Xhtml Invalid Characters?

I made my own xhtml valdidator in .NET (checking with dtd + some additional rules), and I noticed a mismatch between my validation and w3c validation.

In my validator, I get the following error when id has a colon (say: id = "mustang: horse")

(Error) The attribute 'id' has an invalid value according to its data type.

But I am not getting any w3c errors for this template.

I tried to find a list of invalid characters for an attribute in xml / xhtml but could not find it?

Thank you for your help.

+1
source share
2 answers

The reason for this difference is that the W3C validator does not seem to perform XHTML processing with the namespace. Although XHTML documents should be in the XHTML namespace, this is actually reasonable because HTML documents do not use namespaces, and the normative legal structure of XHTML documents (like HTML) is defined by a DTD file, and DTDs are not really a namespace .

As @Alochi already noted:

Type identifier values โ€‹โ€‹MUST match the name production.

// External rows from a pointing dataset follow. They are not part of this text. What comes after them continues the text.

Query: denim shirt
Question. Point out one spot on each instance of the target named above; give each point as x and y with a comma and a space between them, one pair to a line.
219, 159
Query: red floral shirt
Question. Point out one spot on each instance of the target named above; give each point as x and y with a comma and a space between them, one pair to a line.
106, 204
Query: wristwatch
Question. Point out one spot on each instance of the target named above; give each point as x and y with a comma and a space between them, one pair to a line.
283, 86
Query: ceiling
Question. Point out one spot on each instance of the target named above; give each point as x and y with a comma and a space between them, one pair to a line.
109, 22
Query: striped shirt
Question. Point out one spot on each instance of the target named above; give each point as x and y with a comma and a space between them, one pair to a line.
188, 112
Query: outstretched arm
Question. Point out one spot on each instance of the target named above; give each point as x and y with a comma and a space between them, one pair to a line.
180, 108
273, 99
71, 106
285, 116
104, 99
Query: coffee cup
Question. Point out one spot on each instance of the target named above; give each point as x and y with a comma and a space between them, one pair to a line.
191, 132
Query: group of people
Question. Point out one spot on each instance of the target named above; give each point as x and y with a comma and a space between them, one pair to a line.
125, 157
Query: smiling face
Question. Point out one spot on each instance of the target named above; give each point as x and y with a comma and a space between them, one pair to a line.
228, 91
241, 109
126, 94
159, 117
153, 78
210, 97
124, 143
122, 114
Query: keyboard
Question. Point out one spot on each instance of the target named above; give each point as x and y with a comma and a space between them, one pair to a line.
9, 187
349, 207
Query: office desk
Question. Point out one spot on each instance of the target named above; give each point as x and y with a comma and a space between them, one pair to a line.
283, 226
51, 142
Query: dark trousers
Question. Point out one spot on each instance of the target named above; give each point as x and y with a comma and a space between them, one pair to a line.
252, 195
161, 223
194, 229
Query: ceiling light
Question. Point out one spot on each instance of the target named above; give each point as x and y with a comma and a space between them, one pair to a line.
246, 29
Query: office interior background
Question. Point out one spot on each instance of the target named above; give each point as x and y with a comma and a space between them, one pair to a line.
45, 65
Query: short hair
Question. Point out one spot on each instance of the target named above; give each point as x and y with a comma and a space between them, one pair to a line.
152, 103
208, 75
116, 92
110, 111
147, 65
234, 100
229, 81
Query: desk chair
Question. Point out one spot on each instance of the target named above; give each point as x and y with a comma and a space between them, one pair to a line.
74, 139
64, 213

This is true when the document is parsed as not a namespace, but it is not true if the document must match the namespace. Namespaces in the XML specification indicate that Identifiers must conform to the NCName statement , which explicitly prohibits the colon character. Known namespace parsing is a general convention, and therefore the use of a colon in the id value is not recommended, even if it is allowed when parsing the document is not a namespace.

Summary: if namespaces are ignored, the ID value must be a valid Name and may contain a colon; otherwise, it must be a valid NCName and cannot contain a colon.

+1
source

There is a list and it allows colons.

The XHTML 1.0 specification is written at http://www.w3.org/TR/xhtml1/#h-4.10

... in XHTML 1.0, the id attribute is defined as an identifier of type ...

The XML 1.0 specification talks about http://www.w3.org/TR/2008/REC-xml-20081126/#id

The values โ€‹โ€‹of the type identifier MUST match the production of Name.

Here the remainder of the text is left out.